Officially, 184 people have so far been certified as dead, being the number of people that could be medically examined by the republic's forensic department. “This is just a small percentage of the dead”, said Rafiq Youssifov, the republic's chief forensic scientist. “They were the only bodies brought to us. Remember the chaos and the fact that we are Muslims and have to wash and bury our dead within 24 hours”.

Of these 184 people, 51 were women, and 13 were children under 14 years old. Gunshots killed 151 people, shrapnel killed 20 and axes or blunt instruments killed 10. Exposure in the highland snows killed the last three. Thirty-three people showed signs of deliberate mutilation, including ears, noses, breasts or penises cut off and eyes gouged out, according to Professor Youssifov's report. Those 184 bodies examined were less than a third of those believed to have been killed, Mr. Rasulov said.

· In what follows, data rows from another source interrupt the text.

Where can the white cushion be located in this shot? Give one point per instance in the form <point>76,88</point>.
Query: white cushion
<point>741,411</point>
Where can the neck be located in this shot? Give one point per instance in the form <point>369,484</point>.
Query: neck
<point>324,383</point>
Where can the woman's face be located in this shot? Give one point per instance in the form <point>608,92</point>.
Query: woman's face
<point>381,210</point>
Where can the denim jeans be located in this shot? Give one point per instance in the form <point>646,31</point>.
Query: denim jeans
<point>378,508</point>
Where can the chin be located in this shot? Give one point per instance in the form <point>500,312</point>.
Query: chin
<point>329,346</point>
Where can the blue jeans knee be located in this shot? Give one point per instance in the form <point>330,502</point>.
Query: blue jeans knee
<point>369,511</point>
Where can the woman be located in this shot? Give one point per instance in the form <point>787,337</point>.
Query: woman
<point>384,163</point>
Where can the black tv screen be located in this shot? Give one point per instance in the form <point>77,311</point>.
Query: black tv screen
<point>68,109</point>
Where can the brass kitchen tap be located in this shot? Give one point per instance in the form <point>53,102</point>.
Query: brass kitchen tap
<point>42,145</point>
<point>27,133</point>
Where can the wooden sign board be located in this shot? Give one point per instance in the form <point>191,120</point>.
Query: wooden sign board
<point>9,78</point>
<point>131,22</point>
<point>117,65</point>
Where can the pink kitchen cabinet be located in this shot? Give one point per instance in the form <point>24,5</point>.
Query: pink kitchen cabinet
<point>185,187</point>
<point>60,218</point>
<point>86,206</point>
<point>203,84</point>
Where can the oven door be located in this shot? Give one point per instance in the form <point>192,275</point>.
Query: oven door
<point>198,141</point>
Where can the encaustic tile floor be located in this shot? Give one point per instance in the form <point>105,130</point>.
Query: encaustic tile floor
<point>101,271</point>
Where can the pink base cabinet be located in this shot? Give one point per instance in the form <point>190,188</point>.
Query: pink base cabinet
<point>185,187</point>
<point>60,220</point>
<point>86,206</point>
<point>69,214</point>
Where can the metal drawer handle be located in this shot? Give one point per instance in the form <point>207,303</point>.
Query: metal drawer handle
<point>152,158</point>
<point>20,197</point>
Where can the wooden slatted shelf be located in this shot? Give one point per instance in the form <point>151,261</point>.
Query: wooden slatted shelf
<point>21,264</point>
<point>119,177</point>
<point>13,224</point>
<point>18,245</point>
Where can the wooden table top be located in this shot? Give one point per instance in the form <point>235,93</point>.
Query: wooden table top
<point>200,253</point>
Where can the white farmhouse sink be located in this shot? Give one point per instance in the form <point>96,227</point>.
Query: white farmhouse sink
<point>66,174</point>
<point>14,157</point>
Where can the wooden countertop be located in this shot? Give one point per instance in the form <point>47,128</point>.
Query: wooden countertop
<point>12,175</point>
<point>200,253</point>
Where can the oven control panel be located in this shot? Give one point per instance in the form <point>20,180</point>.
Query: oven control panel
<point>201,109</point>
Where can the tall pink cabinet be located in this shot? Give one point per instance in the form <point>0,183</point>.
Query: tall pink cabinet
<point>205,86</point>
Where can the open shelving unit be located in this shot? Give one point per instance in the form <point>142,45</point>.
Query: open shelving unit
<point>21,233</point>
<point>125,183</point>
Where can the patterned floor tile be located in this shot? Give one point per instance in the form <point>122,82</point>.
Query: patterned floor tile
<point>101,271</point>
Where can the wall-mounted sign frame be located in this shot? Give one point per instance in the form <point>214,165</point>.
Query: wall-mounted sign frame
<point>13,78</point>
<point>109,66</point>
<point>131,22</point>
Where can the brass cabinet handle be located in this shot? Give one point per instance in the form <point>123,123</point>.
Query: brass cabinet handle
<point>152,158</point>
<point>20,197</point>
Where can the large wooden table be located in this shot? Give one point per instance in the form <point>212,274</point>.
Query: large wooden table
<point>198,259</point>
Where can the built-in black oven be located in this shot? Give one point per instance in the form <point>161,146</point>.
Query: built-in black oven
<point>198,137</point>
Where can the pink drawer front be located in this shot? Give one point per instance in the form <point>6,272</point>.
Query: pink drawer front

“There were too many bodies of dead and wounded on the ground to count properly: 470-500 in Hojali, 650-700 people by the stream and the road and 85-100 visible around Nakhchivanik village”, Mr. Manafov wrote in a statement countersigned by the helicopter pilot.

“People waved up to us for help. We saw three dead children and one two-years-old alive by one dead woman. The live one was pulling at her arm for the mother to get up. We tried to land but Armenians started a barrage against our helicopter and we had to return”.

There has been no consolidation of the lists and figures in circulation because of the political upheavals of the last few months and the fact that nobody knows exactly who was in Hojali at the time - many inhabitants were displaced from other villages taken over by Armenian forces.